Ah, another year, another debate regarding the EA-formulated player ratings in the latest FIFA game.
Of course FIFA 17 is no different from its predecessors in sparking controversy – Lionel Messi replacing Cristiano Ronaldo as the game’s top-rated player is just one example.
As you’d imagine, there are even professional players out there who aren’t thrilled at the rating EA has given them…
Practice makes perfect ?⚽️ pic.twitter.com/dIsdBvwFTt
— EA SPORTS FIFA (@EASPORTSFIFA) September 14, 2016
You might wonder how EA actually manages the unenviable task of rating thousands of players each year, and how exactly they reach the decisions they come to.
Well, wonder no more – ESPN has delved into this thorny issue, based on an interview with Michael Mueller-Moehring, the man who oversees the whole thing.
Mueller-Moehring is producer for EA Sports’ internal database group in Canada, and has the fun job of collecting (and then verifying) the football data at the company.
Considering FIFA 17 has around 700 clubs and 18,000 players, there are roughly 5.4 million data points that go into ratings.
As it transpires, there is a degree of guesswork at first when it comes to the stats of certain, more obscure players. Naturally, not every player in FIFA is world-famous.
But no matter how obscure the player, the stats are then refined once each player is seen doing their thing by one of 9000 data reviewers.
This network of reviewers includes a number of professional-level scouts, but is mostly rounded up by season-ticket holders who attend a ton of matches anyway.
These reviewers then head to a secure EA Sports website, where they provide feedback on whichever players they’ve seen.
According to the ESPN piece, the league in which a player plays determines their lowest and highest possible stats when it comes to technical ability.
For example, ESPN writes that if Messi were playing in the Irish league, his attributes would drop ‘simply because he’s not on the highest level anymore’.
Of course, any physical attributes remain unaffected, regardless of the league the player is in.
Understandably, there are certain individual players that don’t really conform to EA’s formula.

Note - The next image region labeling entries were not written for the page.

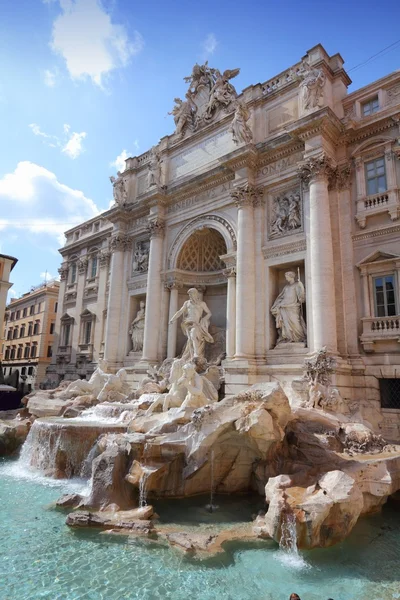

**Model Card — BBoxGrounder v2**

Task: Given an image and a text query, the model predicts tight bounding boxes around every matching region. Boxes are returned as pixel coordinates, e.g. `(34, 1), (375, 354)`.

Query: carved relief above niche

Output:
(268, 188), (303, 239)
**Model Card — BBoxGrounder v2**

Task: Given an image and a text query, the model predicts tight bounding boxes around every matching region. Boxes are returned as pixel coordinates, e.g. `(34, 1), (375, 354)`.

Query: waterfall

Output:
(279, 511), (298, 554)
(274, 508), (310, 569)
(206, 450), (218, 512)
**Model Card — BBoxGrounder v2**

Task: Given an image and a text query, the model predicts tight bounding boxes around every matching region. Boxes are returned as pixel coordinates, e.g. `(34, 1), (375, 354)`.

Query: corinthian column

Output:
(231, 183), (262, 359)
(299, 154), (337, 352)
(104, 233), (132, 368)
(142, 218), (164, 362)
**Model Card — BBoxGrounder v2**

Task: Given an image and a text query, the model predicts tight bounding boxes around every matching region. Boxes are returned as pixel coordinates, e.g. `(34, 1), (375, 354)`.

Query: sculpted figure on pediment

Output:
(206, 69), (240, 119)
(168, 90), (196, 137)
(110, 171), (127, 206)
(229, 102), (253, 144)
(301, 61), (325, 110)
(147, 146), (162, 188)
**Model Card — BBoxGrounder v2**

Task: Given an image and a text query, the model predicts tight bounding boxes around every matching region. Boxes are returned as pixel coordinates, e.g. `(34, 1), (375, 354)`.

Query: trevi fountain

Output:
(0, 47), (400, 600)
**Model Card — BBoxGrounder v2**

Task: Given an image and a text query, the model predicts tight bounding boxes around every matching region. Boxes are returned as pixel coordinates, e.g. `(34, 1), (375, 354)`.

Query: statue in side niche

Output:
(129, 300), (146, 352)
(271, 271), (307, 344)
(301, 61), (325, 110)
(229, 102), (253, 144)
(170, 288), (214, 361)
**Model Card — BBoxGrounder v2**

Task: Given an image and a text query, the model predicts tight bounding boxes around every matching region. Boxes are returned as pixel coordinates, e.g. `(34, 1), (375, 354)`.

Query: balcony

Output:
(360, 315), (400, 352)
(356, 190), (400, 229)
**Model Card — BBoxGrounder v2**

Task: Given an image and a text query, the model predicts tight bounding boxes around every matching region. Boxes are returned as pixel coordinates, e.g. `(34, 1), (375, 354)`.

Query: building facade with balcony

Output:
(48, 45), (400, 439)
(2, 281), (60, 393)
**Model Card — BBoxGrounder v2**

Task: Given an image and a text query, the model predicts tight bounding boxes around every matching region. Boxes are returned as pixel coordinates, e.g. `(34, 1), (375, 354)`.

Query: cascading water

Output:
(275, 509), (309, 569)
(206, 450), (218, 512)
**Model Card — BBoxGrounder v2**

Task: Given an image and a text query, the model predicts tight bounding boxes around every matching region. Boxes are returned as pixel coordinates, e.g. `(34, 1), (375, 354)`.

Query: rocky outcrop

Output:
(255, 409), (400, 548)
(0, 410), (31, 456)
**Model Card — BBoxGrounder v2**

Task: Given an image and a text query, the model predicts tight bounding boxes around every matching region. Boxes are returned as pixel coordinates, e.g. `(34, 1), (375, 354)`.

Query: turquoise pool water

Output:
(0, 460), (400, 600)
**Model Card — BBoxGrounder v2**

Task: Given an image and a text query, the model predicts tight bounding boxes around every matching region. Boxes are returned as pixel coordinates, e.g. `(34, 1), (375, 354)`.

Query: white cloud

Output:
(43, 69), (57, 87)
(202, 33), (218, 57)
(0, 161), (100, 243)
(51, 0), (144, 87)
(29, 123), (87, 159)
(62, 131), (86, 159)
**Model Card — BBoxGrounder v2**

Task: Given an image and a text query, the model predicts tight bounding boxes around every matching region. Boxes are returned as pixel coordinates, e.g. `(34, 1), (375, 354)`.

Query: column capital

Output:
(297, 152), (336, 185)
(58, 263), (68, 281)
(109, 233), (133, 252)
(222, 267), (236, 279)
(231, 182), (264, 208)
(335, 163), (353, 191)
(78, 256), (89, 275)
(164, 281), (183, 291)
(99, 250), (111, 269)
(146, 218), (165, 238)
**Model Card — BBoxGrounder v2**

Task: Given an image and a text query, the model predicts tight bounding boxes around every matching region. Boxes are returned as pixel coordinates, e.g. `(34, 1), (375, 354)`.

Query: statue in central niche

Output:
(271, 271), (307, 344)
(170, 288), (214, 360)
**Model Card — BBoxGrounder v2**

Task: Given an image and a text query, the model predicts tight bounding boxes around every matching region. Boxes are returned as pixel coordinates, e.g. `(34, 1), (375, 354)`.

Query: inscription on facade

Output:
(257, 152), (303, 177)
(167, 181), (232, 213)
(170, 130), (235, 179)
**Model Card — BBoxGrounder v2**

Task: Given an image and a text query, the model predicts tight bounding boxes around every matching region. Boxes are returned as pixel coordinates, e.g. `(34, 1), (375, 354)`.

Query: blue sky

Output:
(0, 0), (400, 297)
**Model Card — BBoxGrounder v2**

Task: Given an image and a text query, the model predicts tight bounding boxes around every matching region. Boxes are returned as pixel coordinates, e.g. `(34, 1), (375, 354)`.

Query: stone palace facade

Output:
(48, 45), (400, 439)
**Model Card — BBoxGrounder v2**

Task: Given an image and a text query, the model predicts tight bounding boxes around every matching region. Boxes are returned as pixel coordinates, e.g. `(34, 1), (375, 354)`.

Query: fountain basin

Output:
(21, 417), (126, 479)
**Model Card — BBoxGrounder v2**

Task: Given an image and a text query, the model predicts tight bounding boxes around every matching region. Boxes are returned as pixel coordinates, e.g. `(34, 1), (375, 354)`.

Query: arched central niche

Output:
(176, 227), (227, 273)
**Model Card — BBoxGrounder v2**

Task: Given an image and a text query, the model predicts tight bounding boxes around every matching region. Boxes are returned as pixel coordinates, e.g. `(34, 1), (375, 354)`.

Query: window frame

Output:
(371, 272), (399, 318)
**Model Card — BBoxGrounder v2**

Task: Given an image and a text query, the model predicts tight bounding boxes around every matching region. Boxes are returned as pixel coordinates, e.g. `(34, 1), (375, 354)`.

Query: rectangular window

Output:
(374, 275), (397, 317)
(365, 157), (387, 196)
(362, 96), (379, 117)
(379, 379), (400, 410)
(90, 256), (97, 277)
(70, 263), (76, 283)
(84, 321), (92, 344)
(64, 323), (71, 346)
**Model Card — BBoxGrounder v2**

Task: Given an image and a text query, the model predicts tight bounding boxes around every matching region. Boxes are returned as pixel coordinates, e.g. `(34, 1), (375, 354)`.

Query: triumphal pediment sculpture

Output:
(169, 62), (240, 137)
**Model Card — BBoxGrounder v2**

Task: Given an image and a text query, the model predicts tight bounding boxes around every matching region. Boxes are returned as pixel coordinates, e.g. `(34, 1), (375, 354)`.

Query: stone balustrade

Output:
(360, 315), (400, 352)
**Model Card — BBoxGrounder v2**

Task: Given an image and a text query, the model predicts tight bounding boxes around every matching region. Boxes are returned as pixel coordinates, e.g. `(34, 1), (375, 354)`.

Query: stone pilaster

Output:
(104, 232), (132, 368)
(299, 153), (337, 353)
(142, 217), (165, 363)
(167, 282), (182, 358)
(93, 250), (111, 361)
(231, 183), (262, 359)
(224, 267), (236, 359)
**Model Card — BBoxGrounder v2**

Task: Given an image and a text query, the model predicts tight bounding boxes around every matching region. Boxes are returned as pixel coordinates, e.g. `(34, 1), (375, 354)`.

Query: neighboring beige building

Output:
(2, 281), (60, 392)
(0, 254), (18, 338)
(48, 45), (400, 439)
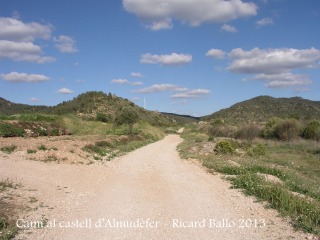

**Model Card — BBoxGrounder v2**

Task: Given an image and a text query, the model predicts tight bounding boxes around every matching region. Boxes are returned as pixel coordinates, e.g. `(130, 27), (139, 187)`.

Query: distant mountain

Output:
(161, 112), (200, 123)
(0, 97), (49, 115)
(0, 91), (173, 125)
(201, 96), (320, 124)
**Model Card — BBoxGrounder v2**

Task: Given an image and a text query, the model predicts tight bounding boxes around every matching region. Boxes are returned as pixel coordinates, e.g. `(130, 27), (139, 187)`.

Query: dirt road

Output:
(0, 135), (305, 240)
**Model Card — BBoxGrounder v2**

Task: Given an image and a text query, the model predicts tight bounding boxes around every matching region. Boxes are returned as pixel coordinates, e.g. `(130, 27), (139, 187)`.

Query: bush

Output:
(274, 119), (300, 142)
(0, 145), (17, 154)
(0, 123), (25, 137)
(262, 117), (281, 139)
(114, 107), (139, 135)
(302, 121), (320, 141)
(96, 112), (111, 123)
(214, 140), (236, 154)
(247, 144), (268, 157)
(262, 117), (300, 142)
(236, 124), (261, 142)
(208, 120), (237, 137)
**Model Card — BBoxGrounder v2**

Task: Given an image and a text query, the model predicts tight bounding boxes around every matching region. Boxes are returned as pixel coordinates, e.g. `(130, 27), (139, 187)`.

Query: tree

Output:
(302, 121), (320, 141)
(274, 119), (300, 142)
(114, 107), (139, 135)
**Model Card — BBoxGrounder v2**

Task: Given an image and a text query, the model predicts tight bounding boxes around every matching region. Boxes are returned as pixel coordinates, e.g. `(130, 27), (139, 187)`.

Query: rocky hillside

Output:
(0, 91), (174, 125)
(202, 96), (320, 124)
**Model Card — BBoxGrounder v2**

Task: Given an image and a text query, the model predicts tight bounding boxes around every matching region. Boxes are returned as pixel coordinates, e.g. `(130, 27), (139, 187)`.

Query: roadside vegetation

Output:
(178, 118), (320, 235)
(0, 179), (20, 240)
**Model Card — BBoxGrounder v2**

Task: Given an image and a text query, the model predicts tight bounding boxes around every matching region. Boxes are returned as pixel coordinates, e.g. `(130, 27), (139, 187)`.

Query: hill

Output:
(161, 112), (200, 124)
(0, 97), (49, 115)
(0, 91), (173, 125)
(201, 96), (320, 124)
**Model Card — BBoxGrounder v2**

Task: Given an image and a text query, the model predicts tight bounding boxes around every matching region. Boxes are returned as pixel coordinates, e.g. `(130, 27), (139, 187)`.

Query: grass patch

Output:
(0, 179), (21, 240)
(0, 179), (21, 192)
(38, 144), (48, 151)
(27, 149), (37, 154)
(178, 126), (320, 235)
(0, 145), (17, 154)
(231, 174), (320, 234)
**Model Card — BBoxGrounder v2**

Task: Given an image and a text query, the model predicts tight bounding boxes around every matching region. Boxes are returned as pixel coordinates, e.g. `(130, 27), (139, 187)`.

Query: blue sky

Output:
(0, 0), (320, 116)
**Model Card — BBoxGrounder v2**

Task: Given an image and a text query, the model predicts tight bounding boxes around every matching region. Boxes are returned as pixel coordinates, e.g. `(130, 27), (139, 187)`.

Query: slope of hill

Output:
(161, 112), (200, 124)
(202, 96), (320, 124)
(0, 91), (174, 125)
(0, 97), (49, 115)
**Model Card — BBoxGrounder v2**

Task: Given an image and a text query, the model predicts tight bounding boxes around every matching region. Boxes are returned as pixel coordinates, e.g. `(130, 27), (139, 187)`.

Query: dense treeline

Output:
(203, 117), (320, 141)
(202, 96), (320, 125)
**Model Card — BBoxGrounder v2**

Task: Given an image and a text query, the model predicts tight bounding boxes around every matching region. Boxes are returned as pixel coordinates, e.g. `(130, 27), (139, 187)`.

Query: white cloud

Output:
(110, 79), (143, 86)
(228, 48), (320, 74)
(253, 73), (312, 88)
(53, 35), (78, 53)
(0, 72), (49, 83)
(140, 53), (192, 66)
(221, 24), (238, 33)
(171, 89), (211, 98)
(228, 48), (320, 88)
(132, 97), (141, 102)
(256, 18), (273, 27)
(206, 48), (226, 59)
(130, 72), (143, 78)
(122, 0), (258, 30)
(30, 97), (40, 102)
(133, 84), (188, 93)
(147, 18), (173, 31)
(130, 82), (143, 86)
(111, 79), (130, 84)
(57, 88), (74, 94)
(0, 18), (52, 42)
(0, 40), (55, 63)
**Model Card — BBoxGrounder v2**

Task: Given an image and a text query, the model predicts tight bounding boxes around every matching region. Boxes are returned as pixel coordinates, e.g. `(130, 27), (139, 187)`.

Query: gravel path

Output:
(0, 135), (306, 240)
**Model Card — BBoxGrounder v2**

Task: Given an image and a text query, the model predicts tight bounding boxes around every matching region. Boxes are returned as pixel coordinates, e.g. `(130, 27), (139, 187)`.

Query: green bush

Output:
(0, 145), (17, 154)
(302, 121), (320, 141)
(236, 124), (261, 141)
(247, 144), (268, 157)
(0, 122), (25, 137)
(114, 107), (139, 135)
(51, 128), (60, 136)
(275, 119), (300, 142)
(262, 117), (300, 142)
(38, 144), (47, 151)
(214, 140), (236, 154)
(96, 112), (112, 123)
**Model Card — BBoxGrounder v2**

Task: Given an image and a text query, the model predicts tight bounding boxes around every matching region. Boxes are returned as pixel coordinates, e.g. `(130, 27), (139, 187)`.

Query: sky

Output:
(0, 0), (320, 116)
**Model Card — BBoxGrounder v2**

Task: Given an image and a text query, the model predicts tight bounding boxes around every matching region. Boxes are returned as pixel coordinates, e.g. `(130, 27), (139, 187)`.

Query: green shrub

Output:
(0, 122), (25, 137)
(302, 121), (320, 141)
(82, 144), (107, 156)
(95, 141), (113, 148)
(114, 107), (139, 135)
(51, 128), (60, 136)
(96, 112), (112, 123)
(214, 140), (236, 154)
(247, 144), (268, 157)
(236, 124), (261, 142)
(38, 144), (47, 151)
(37, 128), (48, 136)
(0, 145), (17, 154)
(27, 149), (37, 154)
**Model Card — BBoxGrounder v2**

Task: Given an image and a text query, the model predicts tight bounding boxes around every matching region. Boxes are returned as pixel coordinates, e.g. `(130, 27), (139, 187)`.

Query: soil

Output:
(0, 135), (316, 240)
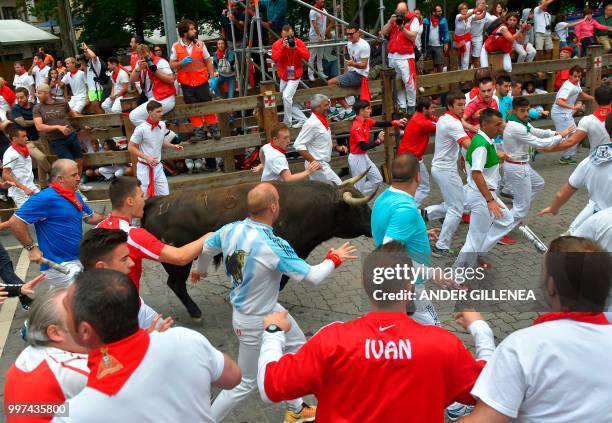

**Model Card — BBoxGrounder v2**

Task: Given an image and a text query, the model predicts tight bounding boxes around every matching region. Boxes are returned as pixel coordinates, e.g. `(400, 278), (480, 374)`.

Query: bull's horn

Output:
(342, 187), (378, 206)
(338, 166), (372, 188)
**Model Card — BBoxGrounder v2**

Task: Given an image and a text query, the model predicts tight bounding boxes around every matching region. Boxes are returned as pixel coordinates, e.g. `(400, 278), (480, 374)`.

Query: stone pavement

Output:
(0, 149), (587, 423)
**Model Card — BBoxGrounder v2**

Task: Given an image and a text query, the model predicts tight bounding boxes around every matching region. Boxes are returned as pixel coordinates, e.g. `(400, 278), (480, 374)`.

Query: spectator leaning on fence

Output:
(272, 25), (310, 128)
(10, 87), (51, 188)
(102, 57), (130, 113)
(421, 4), (449, 73)
(130, 44), (176, 126)
(381, 2), (420, 113)
(170, 19), (221, 141)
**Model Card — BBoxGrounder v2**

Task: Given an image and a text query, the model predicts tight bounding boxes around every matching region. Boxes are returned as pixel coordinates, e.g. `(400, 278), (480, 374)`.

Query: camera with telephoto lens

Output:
(393, 10), (406, 25)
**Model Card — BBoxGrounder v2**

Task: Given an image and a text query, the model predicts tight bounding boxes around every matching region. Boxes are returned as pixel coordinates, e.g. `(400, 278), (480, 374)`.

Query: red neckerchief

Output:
(270, 141), (287, 154)
(312, 112), (329, 129)
(147, 118), (161, 131)
(87, 329), (151, 396)
(533, 311), (610, 325)
(11, 142), (30, 159)
(593, 106), (610, 122)
(429, 15), (440, 28)
(49, 182), (83, 211)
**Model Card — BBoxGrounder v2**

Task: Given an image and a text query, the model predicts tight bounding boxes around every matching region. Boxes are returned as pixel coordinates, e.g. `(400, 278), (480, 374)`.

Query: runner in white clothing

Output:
(192, 183), (357, 422)
(425, 91), (471, 257)
(550, 65), (593, 164)
(102, 57), (130, 113)
(55, 269), (241, 423)
(128, 100), (183, 198)
(61, 57), (87, 113)
(2, 125), (40, 208)
(538, 143), (612, 232)
(253, 123), (321, 182)
(461, 237), (612, 423)
(293, 94), (348, 185)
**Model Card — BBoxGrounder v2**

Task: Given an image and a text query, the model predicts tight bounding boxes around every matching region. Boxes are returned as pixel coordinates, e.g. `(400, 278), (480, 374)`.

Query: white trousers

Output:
(414, 160), (430, 208)
(136, 162), (170, 197)
(550, 112), (578, 156)
(455, 186), (514, 267)
(459, 41), (472, 70)
(304, 161), (342, 185)
(480, 48), (512, 72)
(514, 43), (536, 63)
(211, 304), (306, 422)
(389, 58), (416, 108)
(349, 153), (382, 194)
(130, 96), (176, 126)
(280, 79), (306, 126)
(68, 96), (87, 113)
(471, 35), (482, 58)
(570, 200), (599, 231)
(427, 168), (463, 250)
(102, 97), (123, 113)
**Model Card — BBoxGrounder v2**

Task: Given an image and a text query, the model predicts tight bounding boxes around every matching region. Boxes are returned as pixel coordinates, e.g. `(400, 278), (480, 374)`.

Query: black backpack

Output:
(485, 18), (504, 37)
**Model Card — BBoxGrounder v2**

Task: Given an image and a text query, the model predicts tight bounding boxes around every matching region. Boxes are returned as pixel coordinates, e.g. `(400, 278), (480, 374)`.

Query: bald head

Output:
(391, 153), (419, 182)
(247, 182), (278, 217)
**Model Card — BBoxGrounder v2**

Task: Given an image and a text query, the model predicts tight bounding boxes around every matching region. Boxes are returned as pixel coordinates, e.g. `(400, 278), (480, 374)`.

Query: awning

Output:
(0, 19), (59, 46)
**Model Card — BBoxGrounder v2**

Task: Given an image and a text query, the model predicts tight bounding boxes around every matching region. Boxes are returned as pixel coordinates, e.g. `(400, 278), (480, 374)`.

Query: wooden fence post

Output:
(382, 68), (395, 184)
(586, 45), (602, 110)
(259, 81), (278, 140)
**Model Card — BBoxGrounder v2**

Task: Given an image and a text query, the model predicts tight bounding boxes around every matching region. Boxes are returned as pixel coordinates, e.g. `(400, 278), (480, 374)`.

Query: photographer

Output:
(77, 43), (109, 114)
(272, 25), (310, 128)
(130, 44), (176, 126)
(382, 2), (420, 113)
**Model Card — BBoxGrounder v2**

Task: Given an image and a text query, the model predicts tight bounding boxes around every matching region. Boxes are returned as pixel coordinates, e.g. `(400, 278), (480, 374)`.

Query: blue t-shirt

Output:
(15, 187), (93, 270)
(372, 187), (431, 283)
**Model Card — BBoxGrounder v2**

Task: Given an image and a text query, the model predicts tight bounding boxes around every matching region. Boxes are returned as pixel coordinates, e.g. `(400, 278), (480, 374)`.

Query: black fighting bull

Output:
(142, 174), (375, 319)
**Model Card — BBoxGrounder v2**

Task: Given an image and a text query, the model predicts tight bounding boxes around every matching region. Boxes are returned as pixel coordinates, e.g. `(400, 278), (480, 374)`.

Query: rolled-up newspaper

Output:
(519, 225), (548, 254)
(40, 257), (70, 275)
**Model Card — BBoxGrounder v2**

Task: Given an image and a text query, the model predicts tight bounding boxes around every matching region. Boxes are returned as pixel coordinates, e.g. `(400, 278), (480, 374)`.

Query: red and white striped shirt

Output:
(96, 216), (166, 290)
(4, 346), (89, 423)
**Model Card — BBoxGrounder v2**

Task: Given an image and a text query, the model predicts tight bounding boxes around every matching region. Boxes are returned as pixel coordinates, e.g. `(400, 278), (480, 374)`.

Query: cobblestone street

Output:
(0, 149), (587, 423)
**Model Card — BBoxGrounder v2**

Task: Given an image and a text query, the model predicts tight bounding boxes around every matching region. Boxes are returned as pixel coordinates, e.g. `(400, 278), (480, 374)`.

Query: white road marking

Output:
(0, 250), (30, 357)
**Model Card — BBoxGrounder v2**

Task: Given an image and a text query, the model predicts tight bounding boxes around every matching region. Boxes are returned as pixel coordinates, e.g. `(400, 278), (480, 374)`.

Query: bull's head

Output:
(336, 168), (378, 242)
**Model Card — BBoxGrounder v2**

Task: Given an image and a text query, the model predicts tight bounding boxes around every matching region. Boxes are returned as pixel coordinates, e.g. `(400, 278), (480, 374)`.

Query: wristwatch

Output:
(266, 323), (283, 333)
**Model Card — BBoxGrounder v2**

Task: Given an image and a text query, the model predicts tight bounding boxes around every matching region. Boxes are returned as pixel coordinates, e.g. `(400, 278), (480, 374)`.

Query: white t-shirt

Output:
(346, 38), (370, 76)
(568, 157), (612, 210)
(261, 143), (289, 182)
(32, 65), (51, 88)
(431, 113), (469, 171)
(13, 72), (34, 92)
(62, 70), (87, 100)
(466, 131), (499, 190)
(111, 69), (130, 95)
(2, 146), (36, 197)
(308, 9), (327, 40)
(572, 207), (612, 253)
(555, 22), (569, 43)
(58, 328), (224, 423)
(469, 9), (491, 38)
(130, 121), (166, 160)
(86, 56), (102, 91)
(455, 13), (471, 35)
(551, 80), (582, 115)
(472, 319), (612, 423)
(293, 113), (332, 163)
(578, 115), (610, 151)
(169, 39), (210, 62)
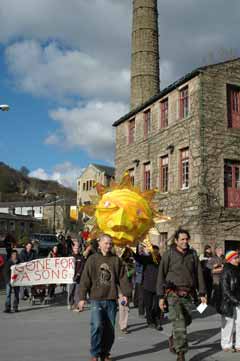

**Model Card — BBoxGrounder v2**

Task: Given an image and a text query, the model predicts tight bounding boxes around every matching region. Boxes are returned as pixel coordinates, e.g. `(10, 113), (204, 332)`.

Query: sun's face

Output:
(95, 189), (153, 246)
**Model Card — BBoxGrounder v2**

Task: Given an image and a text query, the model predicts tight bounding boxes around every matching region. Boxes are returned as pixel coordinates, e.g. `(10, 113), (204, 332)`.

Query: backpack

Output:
(167, 247), (199, 305)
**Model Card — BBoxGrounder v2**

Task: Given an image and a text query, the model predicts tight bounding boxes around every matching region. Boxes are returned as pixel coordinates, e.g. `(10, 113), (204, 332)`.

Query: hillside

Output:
(0, 162), (76, 202)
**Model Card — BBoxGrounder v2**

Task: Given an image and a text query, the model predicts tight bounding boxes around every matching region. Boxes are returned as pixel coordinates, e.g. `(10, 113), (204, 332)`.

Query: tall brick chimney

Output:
(130, 0), (159, 109)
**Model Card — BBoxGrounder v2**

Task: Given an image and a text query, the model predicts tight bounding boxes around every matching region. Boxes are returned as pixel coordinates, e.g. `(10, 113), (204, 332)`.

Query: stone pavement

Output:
(0, 291), (239, 361)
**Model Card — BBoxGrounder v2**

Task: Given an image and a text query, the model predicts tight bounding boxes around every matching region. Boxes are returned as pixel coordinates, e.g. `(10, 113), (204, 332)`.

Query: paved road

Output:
(0, 292), (239, 361)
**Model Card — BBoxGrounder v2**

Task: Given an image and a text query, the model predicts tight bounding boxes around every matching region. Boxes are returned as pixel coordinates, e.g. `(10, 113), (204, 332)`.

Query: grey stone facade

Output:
(77, 164), (115, 205)
(114, 59), (240, 251)
(130, 0), (159, 109)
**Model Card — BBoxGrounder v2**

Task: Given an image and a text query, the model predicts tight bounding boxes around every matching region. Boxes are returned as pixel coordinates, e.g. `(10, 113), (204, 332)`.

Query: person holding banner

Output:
(68, 243), (86, 312)
(78, 234), (132, 361)
(48, 246), (59, 300)
(20, 241), (37, 300)
(4, 250), (20, 313)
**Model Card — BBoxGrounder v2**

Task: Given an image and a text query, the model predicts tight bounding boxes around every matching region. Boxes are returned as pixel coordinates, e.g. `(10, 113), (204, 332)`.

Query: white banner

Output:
(11, 257), (75, 286)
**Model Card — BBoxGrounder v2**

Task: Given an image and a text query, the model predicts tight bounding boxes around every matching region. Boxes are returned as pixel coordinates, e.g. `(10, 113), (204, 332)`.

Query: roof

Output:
(0, 213), (39, 222)
(113, 58), (240, 127)
(91, 163), (115, 177)
(0, 198), (76, 209)
(0, 200), (47, 208)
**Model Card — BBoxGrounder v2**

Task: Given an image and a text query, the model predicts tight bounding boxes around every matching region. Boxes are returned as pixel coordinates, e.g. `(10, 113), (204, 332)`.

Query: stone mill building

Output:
(113, 0), (240, 251)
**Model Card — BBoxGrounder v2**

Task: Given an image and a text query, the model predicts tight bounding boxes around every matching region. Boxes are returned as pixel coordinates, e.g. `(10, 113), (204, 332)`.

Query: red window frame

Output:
(179, 85), (189, 119)
(128, 119), (135, 144)
(227, 85), (240, 129)
(224, 161), (240, 208)
(159, 232), (168, 248)
(143, 163), (151, 191)
(128, 168), (135, 186)
(144, 109), (152, 138)
(160, 155), (169, 192)
(160, 98), (168, 128)
(180, 148), (190, 189)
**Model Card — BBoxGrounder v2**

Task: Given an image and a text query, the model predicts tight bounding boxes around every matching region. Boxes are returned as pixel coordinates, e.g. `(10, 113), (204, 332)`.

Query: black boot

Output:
(177, 351), (185, 361)
(168, 335), (176, 353)
(4, 306), (11, 313)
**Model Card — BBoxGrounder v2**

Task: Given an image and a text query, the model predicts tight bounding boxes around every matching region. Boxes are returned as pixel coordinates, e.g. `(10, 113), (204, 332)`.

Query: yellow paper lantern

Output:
(95, 188), (153, 247)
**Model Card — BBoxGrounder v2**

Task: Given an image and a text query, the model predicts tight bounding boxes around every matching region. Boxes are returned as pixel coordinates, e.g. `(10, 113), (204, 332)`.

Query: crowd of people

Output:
(0, 229), (240, 361)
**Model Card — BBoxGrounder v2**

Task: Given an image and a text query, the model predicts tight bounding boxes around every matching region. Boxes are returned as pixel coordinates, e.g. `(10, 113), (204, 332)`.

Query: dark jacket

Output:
(80, 253), (132, 301)
(157, 245), (206, 298)
(20, 249), (37, 262)
(133, 253), (161, 293)
(72, 253), (86, 284)
(218, 263), (240, 318)
(3, 259), (20, 284)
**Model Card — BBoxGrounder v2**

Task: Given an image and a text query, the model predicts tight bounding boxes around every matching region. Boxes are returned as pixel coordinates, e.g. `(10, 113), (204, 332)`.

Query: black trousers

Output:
(133, 283), (145, 316)
(143, 290), (161, 325)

One such example is German forward Thomas Muller.
Michael Mueller-Moehring explains:
A case is Thomas Muller, who isn’t good at anything, really, apart from his positioning. He always finds the right spot on the pitch, it’s amazing. But he’s not a great dribbler and he can’t really strike the ball properly – his finishing is sometimes really, really off. Shot power is not his strength as well. So if you rate Thomas Muller properly, he ends up with a rating that we say doesn’t make sense. It’s too low.
In cases such as these, EA Sports will boost the overall rating to reflect the standing in the game. They can do the opposite too, but apparently have never had to.
There you go – that’s how the magic happens. Doubtless this will create far more debates than it will ever solve, but that’s life.